Providing historically-grounded solutions to enduring geopolitical problems

The Arab-Israeli conflict has been considered one of, if not the most intractable conflict over the past decades. One of the many issues that have made its solution elusive is the status of Jerusalem, which within the framework of a two-state solution both Israel and the Palestinians claim as their capital. Indeed, the topic is so contentious that in previous negotiations such as the Oslo accords Jerusalem was usually left for the end of talks, when agreement was reached on everything else.
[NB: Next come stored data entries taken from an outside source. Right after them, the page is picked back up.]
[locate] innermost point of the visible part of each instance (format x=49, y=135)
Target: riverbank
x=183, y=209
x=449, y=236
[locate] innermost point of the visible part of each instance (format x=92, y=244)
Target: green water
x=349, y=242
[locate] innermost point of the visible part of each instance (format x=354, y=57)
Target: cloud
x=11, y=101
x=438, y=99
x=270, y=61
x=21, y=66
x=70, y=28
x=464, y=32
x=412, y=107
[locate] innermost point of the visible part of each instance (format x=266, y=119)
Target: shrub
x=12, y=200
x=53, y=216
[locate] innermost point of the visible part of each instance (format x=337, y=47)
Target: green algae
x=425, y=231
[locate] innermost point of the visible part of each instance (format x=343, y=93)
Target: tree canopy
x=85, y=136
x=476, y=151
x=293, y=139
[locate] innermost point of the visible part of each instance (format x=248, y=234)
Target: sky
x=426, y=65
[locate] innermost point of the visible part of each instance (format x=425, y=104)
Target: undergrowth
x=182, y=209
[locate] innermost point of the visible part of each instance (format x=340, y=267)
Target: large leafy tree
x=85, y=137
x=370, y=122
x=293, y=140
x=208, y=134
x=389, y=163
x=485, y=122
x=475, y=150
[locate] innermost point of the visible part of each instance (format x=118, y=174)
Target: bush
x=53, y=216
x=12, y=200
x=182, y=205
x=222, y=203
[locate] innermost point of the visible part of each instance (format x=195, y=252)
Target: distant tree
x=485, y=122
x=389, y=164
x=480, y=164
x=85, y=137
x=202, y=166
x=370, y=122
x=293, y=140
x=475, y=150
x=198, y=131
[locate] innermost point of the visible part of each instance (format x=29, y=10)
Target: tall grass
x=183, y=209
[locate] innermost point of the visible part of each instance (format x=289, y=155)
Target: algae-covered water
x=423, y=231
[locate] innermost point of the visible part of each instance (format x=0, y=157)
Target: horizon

The peace process has been halting for a while now. As part of the ‘Westphalia for the Middle East’ project, a conference held at Peterhouse, Cambridge, was dedicated to the case of Jerusalem within the Arab-Israeli conflict and what role it could play in future efforts to find a solution to the questions of Israel/Palestine. Organised by the Forum on Geopolitics in conjunction with the Harvard Negotiation Task Force on November 8th-9th, the event brought together a range of experts on the topic representing views from the various conflict partners such as Israel, Egypt or Palestine. The historical lens of the Peace of Westphalia was introduced to serve as historical backdrop and potential inspiration for how to approach the issue.

Opening the conference with a keynote, Ambassador Hossam Zaki, Assistant Secretary General and Chief of Staff of the Arab League of Arab States, pointed to the potential of a Jerusalem settlement to kickstart wider negotiations for a settlement of the Israel/Palestine settlement. However, he pointed out that any such process would be difficult without a real will to compromise on all sides of the negotiating table. A panel discussion with Prof. Marc Weller from the Lauterbach Centre at Cambridge, Nomi Bar-Yacoov at Chatham House, Koby Hubermann from the Israeli Peace Initiative and Rami Dajani from the Tony Blair Foundation, moderated by Malik Dahlan from Harvard’s Negotiation Task Force, considered the different angles of such an approach focusing on prioritizing a settlement over Jerusalem. One question which came to the fore was whether and how religious representatives could and should be involved in such a process. This question was also dealt with in Dr. Lena Oetzel’s (University of Salzburg) presentation about the key components of the religious aspects of the Westphalian settlement in 1648.  Another theme which was highlighted in particular by Prof. Menachem Klein (Bir-Ilan University) and Prof. Wendy Pullan (Cambridge) was challenges of daily life in Jerusalem and the impact of administrative divisions of the city.

Of course, no two-day conference can provide an attempt to a solution for such a complex question as a Jerusalem settlement. Neither was that its purpose. Instead, the presentations and discussions helped to bring out which issues were considered central to the case of Jerusalem and how it might relate to future discussions about a ‘Westphalia for the Middle East’.